3/18エントリで紹介したアイケングリーンはFT Alphaville記事にリンクしていたが、そこでは今年に入ってからのドル安の説明候補として以下の17個を挙げている。
- ドルの低下は目新しい話ではない。2017年初めに始まった下落の継続。
- ドルは過大評価されており、今は必要な修正が行われている。
- 7年前に始まったドルの長い強気相場循環の後の新たな弱気相場循環が始まろうとしている、ないし始まった。
- ドルが下落しているというよりも、他の通貨がドルに対して上がっている。というのは、それらの国の経済が強く、中銀が利上げに向かって動いているからである。特にユーロと円。
- 世界の成長は広範囲かつ持続的である(理由4に同じ)ため、リスク志向は健全なこと。
- 米国以外の資本需要が強まっている。
- ドナルド・トランプが米国の保護主義的な言辞のボルテージを高めている(ただし貿易戦争は最終的に米国内の製品価格を高めるためインフレ的であり、ドルの上昇につながるはず)。
- 米国の「税制改革」は財政赤字の拡大を意味するが、それはドルを弱める傾向にある(1985年のレーガン減税と2001年のブッシュ減税を参照。ただし両ケースでドルが低下したのは数か月後のことだった)。
- トランプ政権は弱いドルを好んでいる(ダボスでのスティーブン・ムニューシン財務長官の「弱いドルは貿易と機会との関連において我々にとって良いこと」発言を参照。
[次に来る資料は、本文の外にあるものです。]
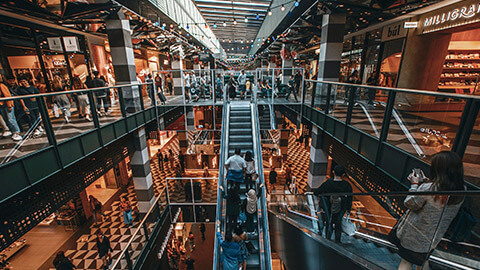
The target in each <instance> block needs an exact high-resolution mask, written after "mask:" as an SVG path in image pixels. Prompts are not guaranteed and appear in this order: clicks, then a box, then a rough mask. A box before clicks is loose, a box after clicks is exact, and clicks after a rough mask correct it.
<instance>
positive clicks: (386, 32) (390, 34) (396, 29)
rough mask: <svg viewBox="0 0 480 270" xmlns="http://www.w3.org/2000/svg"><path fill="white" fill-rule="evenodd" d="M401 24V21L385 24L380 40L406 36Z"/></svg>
mask: <svg viewBox="0 0 480 270" xmlns="http://www.w3.org/2000/svg"><path fill="white" fill-rule="evenodd" d="M403 25H404V24H403V22H400V23H394V24H391V25H388V26H385V27H384V28H383V32H382V42H385V41H389V40H394V39H397V38H404V37H406V36H407V29H405V27H404V26H403Z"/></svg>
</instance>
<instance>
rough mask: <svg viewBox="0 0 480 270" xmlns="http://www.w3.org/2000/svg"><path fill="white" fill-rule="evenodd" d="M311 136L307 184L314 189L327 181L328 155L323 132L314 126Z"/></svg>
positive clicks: (309, 187)
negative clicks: (326, 149)
mask: <svg viewBox="0 0 480 270" xmlns="http://www.w3.org/2000/svg"><path fill="white" fill-rule="evenodd" d="M311 135H312V144H311V146H310V163H309V166H308V180H307V184H308V188H310V189H313V188H318V187H319V186H320V185H321V184H322V183H323V182H325V180H326V176H327V166H328V155H327V154H326V153H325V152H324V151H323V149H322V131H321V130H319V129H318V128H317V127H316V126H313V128H312V134H311Z"/></svg>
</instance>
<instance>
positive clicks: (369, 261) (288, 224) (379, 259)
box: [268, 194, 480, 270]
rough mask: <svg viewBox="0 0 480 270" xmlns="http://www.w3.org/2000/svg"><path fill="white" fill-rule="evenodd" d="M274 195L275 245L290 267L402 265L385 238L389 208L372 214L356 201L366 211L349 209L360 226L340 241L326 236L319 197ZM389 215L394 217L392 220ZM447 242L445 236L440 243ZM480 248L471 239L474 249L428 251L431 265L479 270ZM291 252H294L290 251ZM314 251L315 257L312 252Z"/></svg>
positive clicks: (464, 243) (433, 265) (434, 267)
mask: <svg viewBox="0 0 480 270" xmlns="http://www.w3.org/2000/svg"><path fill="white" fill-rule="evenodd" d="M271 196H272V199H271V201H270V204H269V213H268V215H269V224H270V233H271V234H272V247H273V249H275V251H276V252H277V253H278V254H279V256H280V258H281V259H282V261H283V263H284V264H285V265H286V268H287V269H291V267H292V266H295V268H297V267H298V269H392V270H393V269H397V268H398V265H399V264H400V261H401V258H400V256H399V255H398V254H397V251H398V249H397V247H396V246H395V245H393V244H392V243H390V242H389V241H388V240H387V237H386V234H387V233H388V231H389V230H390V229H391V228H392V226H393V225H392V224H394V223H395V222H396V219H395V218H392V217H391V216H389V215H388V214H385V212H372V209H368V210H369V211H370V213H369V212H367V211H368V210H367V209H366V208H363V207H365V205H361V203H358V201H357V207H361V209H362V210H361V211H360V210H358V209H356V210H352V211H351V213H350V215H351V220H352V221H353V222H354V223H355V224H356V226H357V231H356V232H355V233H354V234H353V235H352V236H349V235H346V234H345V233H342V239H341V243H336V242H334V241H333V240H328V239H326V238H325V229H324V228H322V227H323V222H322V217H321V216H320V215H317V214H318V211H317V209H316V208H317V207H316V206H317V203H318V202H316V196H313V195H309V194H300V195H285V194H272V195H271ZM397 196H398V195H397ZM354 204H355V201H354ZM354 208H355V207H354ZM377 210H378V209H375V211H377ZM362 211H364V212H362ZM365 217H367V218H365ZM369 217H370V218H369ZM372 217H373V219H372ZM388 219H392V221H391V222H389V221H388ZM319 221H320V222H319ZM446 241H447V240H445V239H444V240H443V241H442V242H441V243H443V242H446ZM459 244H461V245H465V243H459ZM479 248H480V247H478V246H477V247H474V246H473V245H471V244H469V249H470V252H466V253H464V254H461V255H460V256H459V254H457V255H456V257H454V256H455V255H453V251H452V250H445V249H444V248H442V247H441V245H439V247H437V249H435V250H434V251H433V253H432V255H431V256H430V259H429V263H430V269H479V267H480V262H479V261H478V260H477V259H476V257H477V256H476V255H472V254H478V251H479V250H480V249H479ZM450 249H452V246H450ZM293 251H295V253H294V254H291V253H292V252H293ZM447 251H448V252H449V253H447ZM468 253H471V254H468ZM313 254H315V256H316V257H312V256H311V255H313ZM312 258H315V259H312ZM334 266H335V267H334ZM292 269H293V268H292Z"/></svg>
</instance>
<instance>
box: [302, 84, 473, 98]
mask: <svg viewBox="0 0 480 270" xmlns="http://www.w3.org/2000/svg"><path fill="white" fill-rule="evenodd" d="M305 82H312V83H322V84H331V85H339V86H348V87H358V88H366V89H374V90H385V91H392V92H402V93H408V94H416V95H420V94H421V95H428V96H437V97H450V98H460V99H474V100H479V101H480V96H475V95H467V94H456V93H455V94H453V93H451V94H449V93H443V92H434V91H429V90H420V89H411V88H392V87H385V86H374V85H365V84H351V83H342V82H332V81H321V80H309V79H305Z"/></svg>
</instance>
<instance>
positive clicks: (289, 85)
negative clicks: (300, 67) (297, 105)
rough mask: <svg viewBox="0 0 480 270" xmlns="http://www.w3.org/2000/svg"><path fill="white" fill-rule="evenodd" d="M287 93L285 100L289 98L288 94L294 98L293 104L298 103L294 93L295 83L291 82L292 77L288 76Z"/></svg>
mask: <svg viewBox="0 0 480 270" xmlns="http://www.w3.org/2000/svg"><path fill="white" fill-rule="evenodd" d="M287 87H288V92H287V96H286V97H285V100H287V101H288V98H289V97H290V94H292V93H293V97H294V98H295V102H298V98H297V92H296V91H295V82H294V80H293V76H290V80H288V85H287Z"/></svg>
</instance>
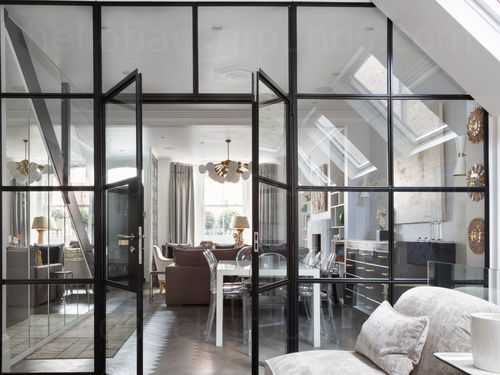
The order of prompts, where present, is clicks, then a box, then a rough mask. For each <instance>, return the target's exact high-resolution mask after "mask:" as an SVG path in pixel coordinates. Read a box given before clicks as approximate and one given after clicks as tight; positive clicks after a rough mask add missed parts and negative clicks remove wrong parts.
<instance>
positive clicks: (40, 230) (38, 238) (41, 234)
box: [37, 229, 45, 245]
mask: <svg viewBox="0 0 500 375" xmlns="http://www.w3.org/2000/svg"><path fill="white" fill-rule="evenodd" d="M37 231H38V242H37V244H40V245H43V244H44V243H45V229H37Z"/></svg>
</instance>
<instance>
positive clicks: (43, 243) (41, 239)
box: [31, 216, 49, 244]
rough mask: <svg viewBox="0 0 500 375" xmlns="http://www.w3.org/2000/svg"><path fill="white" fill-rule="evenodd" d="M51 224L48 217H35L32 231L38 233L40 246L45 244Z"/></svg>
mask: <svg viewBox="0 0 500 375" xmlns="http://www.w3.org/2000/svg"><path fill="white" fill-rule="evenodd" d="M48 227H49V223H48V220H47V217H45V216H35V218H34V219H33V224H31V229H35V230H37V231H38V241H37V243H38V244H44V243H45V231H46V230H47V229H48Z"/></svg>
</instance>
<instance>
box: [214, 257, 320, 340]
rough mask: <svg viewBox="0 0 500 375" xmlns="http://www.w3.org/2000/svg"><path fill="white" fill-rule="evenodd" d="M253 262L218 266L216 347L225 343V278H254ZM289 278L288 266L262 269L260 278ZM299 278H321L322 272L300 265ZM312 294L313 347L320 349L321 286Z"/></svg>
mask: <svg viewBox="0 0 500 375" xmlns="http://www.w3.org/2000/svg"><path fill="white" fill-rule="evenodd" d="M251 263H252V262H250V261H236V260H221V261H219V262H218V264H217V295H216V323H215V326H216V340H215V342H216V346H218V347H222V341H223V328H224V327H223V322H224V308H223V307H224V294H223V285H224V277H226V276H238V277H247V278H249V277H252V264H251ZM286 276H287V268H286V265H283V266H282V267H279V266H278V267H271V268H260V269H259V277H264V278H265V277H273V278H280V277H282V278H284V277H286ZM299 276H305V277H313V278H319V277H320V270H319V269H318V268H315V267H312V266H307V265H305V264H302V263H301V264H300V265H299ZM312 288H313V293H312V314H311V319H312V325H313V342H312V344H313V346H314V347H315V348H319V347H320V346H321V323H320V308H321V295H320V285H319V284H318V283H314V284H313V287H312Z"/></svg>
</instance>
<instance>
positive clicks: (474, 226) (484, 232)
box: [467, 218, 486, 254]
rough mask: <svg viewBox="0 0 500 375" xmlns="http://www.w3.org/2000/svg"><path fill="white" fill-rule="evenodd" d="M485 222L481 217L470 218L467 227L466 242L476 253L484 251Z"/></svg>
mask: <svg viewBox="0 0 500 375" xmlns="http://www.w3.org/2000/svg"><path fill="white" fill-rule="evenodd" d="M485 236H486V233H485V222H484V220H483V219H480V218H475V219H472V220H471V222H470V223H469V227H468V228H467V242H468V243H469V247H470V249H471V250H472V251H473V252H474V253H476V254H482V253H483V252H484V239H485Z"/></svg>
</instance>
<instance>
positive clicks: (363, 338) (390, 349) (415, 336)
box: [354, 301, 429, 375]
mask: <svg viewBox="0 0 500 375" xmlns="http://www.w3.org/2000/svg"><path fill="white" fill-rule="evenodd" d="M428 329H429V319H428V318H427V317H426V316H420V317H411V316H406V315H403V314H400V313H398V312H397V311H395V310H394V309H393V308H392V306H391V305H390V304H389V302H387V301H384V302H382V304H380V306H379V307H378V308H377V309H376V310H375V311H374V312H373V313H372V314H371V315H370V317H369V318H368V320H367V321H366V322H365V323H364V324H363V326H362V327H361V332H360V334H359V336H358V340H357V341H356V347H355V348H354V350H355V351H356V352H358V353H360V354H363V355H364V356H365V357H367V358H368V359H370V360H371V361H372V362H373V363H375V364H376V365H377V366H378V367H380V368H381V369H382V370H384V371H385V372H387V373H388V374H390V375H408V374H409V373H410V372H411V371H412V370H413V367H415V366H416V365H417V364H418V362H419V361H420V354H421V353H422V349H423V347H424V344H425V339H426V338H427V331H428Z"/></svg>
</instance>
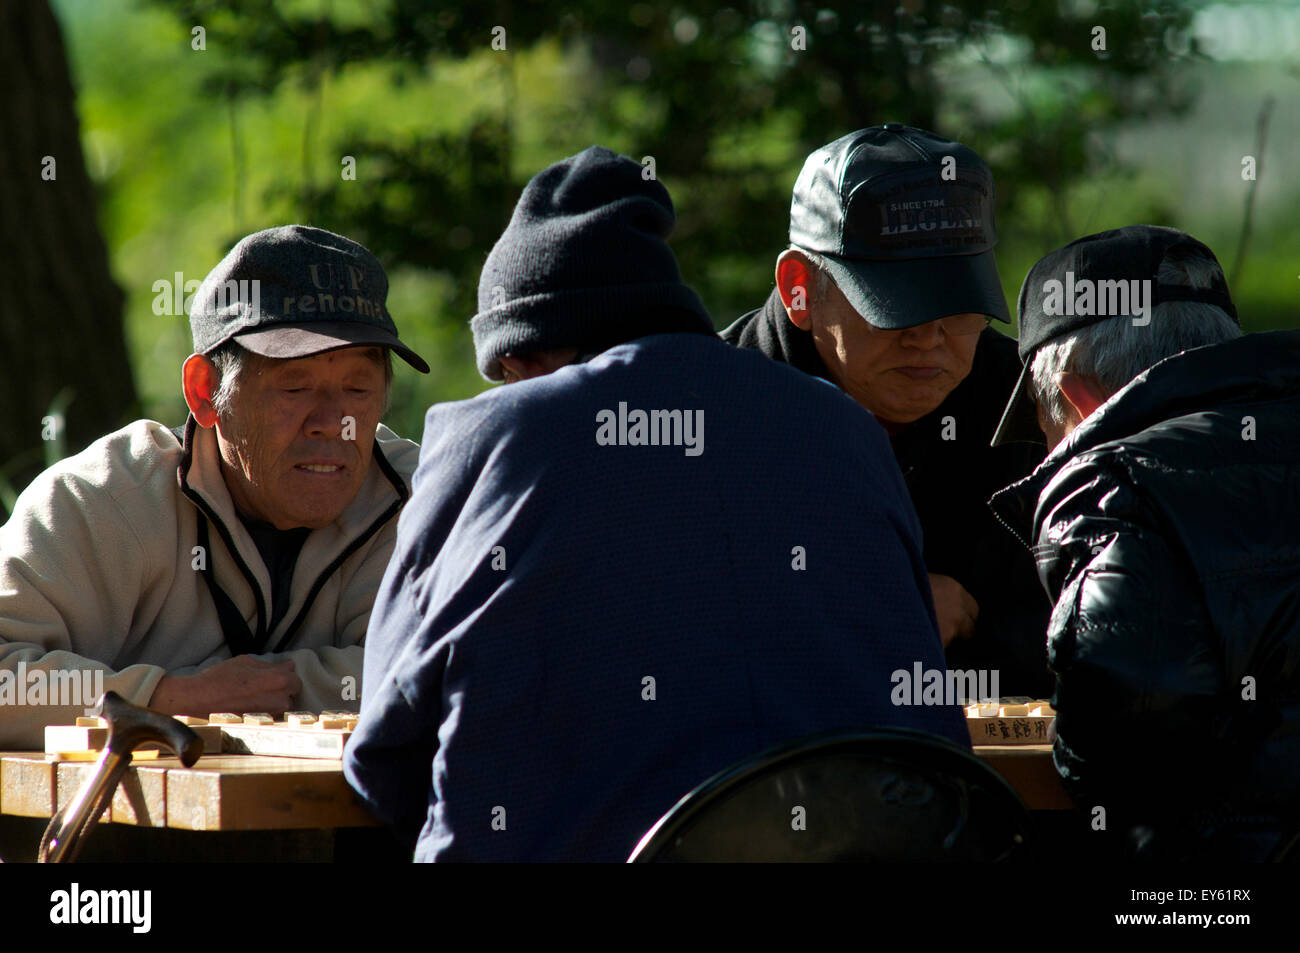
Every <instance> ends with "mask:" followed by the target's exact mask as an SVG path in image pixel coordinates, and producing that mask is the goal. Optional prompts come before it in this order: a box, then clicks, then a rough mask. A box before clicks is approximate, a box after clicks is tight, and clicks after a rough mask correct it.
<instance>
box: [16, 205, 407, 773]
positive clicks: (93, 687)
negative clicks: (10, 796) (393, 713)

ドナルド・トランプが発言を訂正したにも拘わらず、ドルは直ちに3年来安値に下落した)。
- 超低金利は市場についての我々の前提を覆した。その中には、ドルが上下する原因も含まれる。
- 中国が何もしていない。人民元の下落を許容することなく、むしろその上昇を喜んで見守っている。その一つの理由は、通貨を操作していると非難されることを北京が懸念しているためである。中国人民銀行もいつもほど米国債を買い入れていない。
- 各国中銀が外貨準備の配分を変えており、ドル離れする形で分散化している。
- 債券利回りは上昇しているが、ドル上昇相場の引き金を引く水準には(まだ)達していない。
- 投資家たちは、米国の選挙の後にドルを上昇させた経験で痛い思いをしている。結局はトランプへの失望が取引の主流になって、ドルは下落した。彼らはその経験を繰り返したくないと思っているため、こぞって弱いドルのストーリーに乗り換えた。
- FRBは多くの投資家が思っているよりハト派である。
- 欧州中央銀行と日銀は、ドルに対して自分たちの通貨が強くなるのを防ごうとするのは徒労に終わることを理解しており、為替相場の上昇を許容している(理由11参照)。
- ドナルド・トランプ。米国は国際的な舞台において頼りになるとはもはや思われておらず、歴史的不人気をかこつ大統領は、軍事面ではお荷物で、弱いドルの大統領と見做されている。